As expected, oral glucocorticoid treatment in the children with asthma was associated with clinical improvement and also with significant reductions in serum concentrations of IL-5 (mean 5.59 to 2.19 pg/ml, p = 0.0001), sCD25 (mean 2236 to 1772 pg/ml, p = 0.002), and ECP (mean 54.3 to 33. 1 pg/ml, p = 0.0001). Serum IL-4 concentrations, in most patients and all the controls, remained below the sensitivity of the assay. However, serum concentrations of IL-5, sCD25, and ECP remained significantly higher than in controls, even after treatment with oral glucocorticoids (p = 0.03).

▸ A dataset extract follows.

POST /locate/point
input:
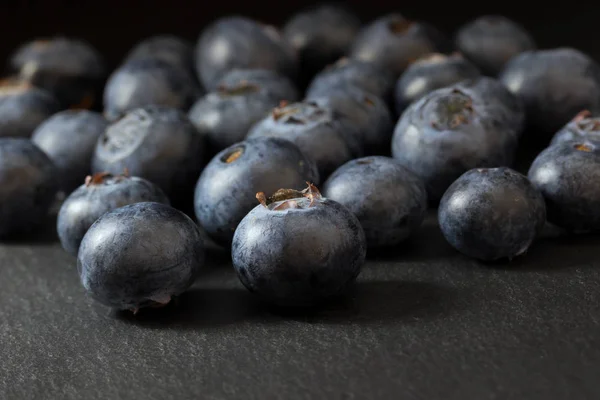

These data suggest that T cell mediated inflammation may persist in childhood asthma despite apparent clinical remission associated with conventional doses of prednisolone. The long term consequences of persistent inflammation after an apparently treated acute attack of asthma require clarification. Clinical assessment and pulmonary function are inadequate surrogates for airway inflammation.
急性哮喘与活化T细胞和嗜酸性粒细胞产物的血清浓度升高有关。
比较口服泼尼松龙治疗后这些产物浓度的变化与疾病严重程度及肺功能变化。
20例急性哮喘患儿(平均年龄8.7岁)入住一家区级综合医院。使用经过验证的肺指数评分记录口服泼尼松龙治疗前后的疾病严重程度。同时,采用特异性酶联免疫吸附测定法测定血清白细胞介素(IL)-4、IL-5、可溶性(s)CD25(可溶性IL-2受体)浓度,采用放射免疫测定法测定嗜酸性粒细胞阳离子蛋白(ECP)浓度。选取6例接受择期手术的非哮喘儿童(平均年龄9.2岁)作为对照,在未治疗的情况下一次性采集血清样本。主要观察指标为细胞因子和ECP血清浓度变化、临床哮喘严重程度评分及呼气峰值流速。
正如预期,哮喘患儿口服糖皮质激素治疗后临床症状改善,血清IL-5(平均从5.59降至2.19 pg/ml,p = 0.0001)、sCD25(平均从2236降至1772 pg/ml,p = 0.002)和ECP(平均从54.3降至33.1 pg/ml,p = 0.0001)浓度也显著降低。大多数患者及所有对照的血清IL-4浓度均低于检测灵敏度。然而,即使在口服糖皮质激素治疗后,血清IL-5、sCD25和ECP浓度仍显著高于对照组(p = 0.03)。
这些数据表明,尽管常规剂量泼尼松龙治疗后临床症状明显缓解,但儿童哮喘中T细胞介导的炎症可能持续存在。哮喘急性发作经治疗后炎症持续存在的长期后果有待阐明。临床评估和肺功能不足以替代气道炎症的评估。